How Does the Juniper Networks Netscreen Device Initially Check for Valid TCP Traffic?

The NetScreen OS checks for valid TCP traffic via the initial inspection of the SYN packet during the TCP three-way handshake. Based on the SYN packet received, the Screen OS parameters for firewall settings and for packet flow during the stateful inspection process will determine if the initiated TCP traffic is an attack or valid TCP traffic. Basically, this is to prevent a high number of SYN packets (DOS) that try to create sessions through the firewall by dropping them if either one of these thresholds are met. Also, another way we can control session creation via SYN packet inspection is using the following CLI command: set flow tcp-syn-check. This command checks the TCP SYN bit before creating a session through the firewall.

For example, for the firewall settings, when syn flood protection is enabled, it is a form of SYN check. It is used to prevent DOS attacks (SYN attacks) on customer network environments that the firewall is protecting.

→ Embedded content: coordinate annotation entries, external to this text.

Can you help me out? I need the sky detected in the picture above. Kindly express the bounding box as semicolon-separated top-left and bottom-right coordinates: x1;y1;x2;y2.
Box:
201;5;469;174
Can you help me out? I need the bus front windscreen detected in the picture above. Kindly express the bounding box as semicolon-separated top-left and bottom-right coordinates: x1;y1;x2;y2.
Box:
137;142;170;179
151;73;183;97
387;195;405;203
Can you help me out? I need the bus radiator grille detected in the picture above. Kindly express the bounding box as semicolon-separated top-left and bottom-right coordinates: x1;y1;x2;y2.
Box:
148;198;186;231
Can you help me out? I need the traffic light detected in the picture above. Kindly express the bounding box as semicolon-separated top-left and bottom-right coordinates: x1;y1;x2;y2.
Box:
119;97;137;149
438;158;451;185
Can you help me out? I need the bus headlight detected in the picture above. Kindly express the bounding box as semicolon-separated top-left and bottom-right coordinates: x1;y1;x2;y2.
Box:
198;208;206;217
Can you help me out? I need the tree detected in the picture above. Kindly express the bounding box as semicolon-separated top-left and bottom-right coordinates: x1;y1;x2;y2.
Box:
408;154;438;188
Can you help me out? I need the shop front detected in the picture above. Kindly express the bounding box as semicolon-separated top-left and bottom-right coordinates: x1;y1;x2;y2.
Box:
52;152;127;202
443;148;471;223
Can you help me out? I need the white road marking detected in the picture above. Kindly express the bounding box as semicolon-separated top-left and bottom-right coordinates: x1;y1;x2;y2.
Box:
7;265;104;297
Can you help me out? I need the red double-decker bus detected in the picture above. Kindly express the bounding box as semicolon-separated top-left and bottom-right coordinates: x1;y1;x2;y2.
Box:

Default firewall settings for syn-attack or syn-flood protection are as follows:

SYN Flood Protection (200): on
Alarm Threshold: 1024
Queue Size: 1024
Timeout Value: 20
Source Threshold: 512
Destination Threshold: 1024
Drop unknown MAC (xparent mode only): off

Basically, this is to prevent a high number of SYN packets (DOS) that try to create sessions through the firewall by dropping them if either one of these thresholds are met.

Also, another way we can control session creation via SYN packet inspection is using the following CLI command:

set flow tcp-syn-check

 This command checks the TCP SYN bit before creating a session through the firewall.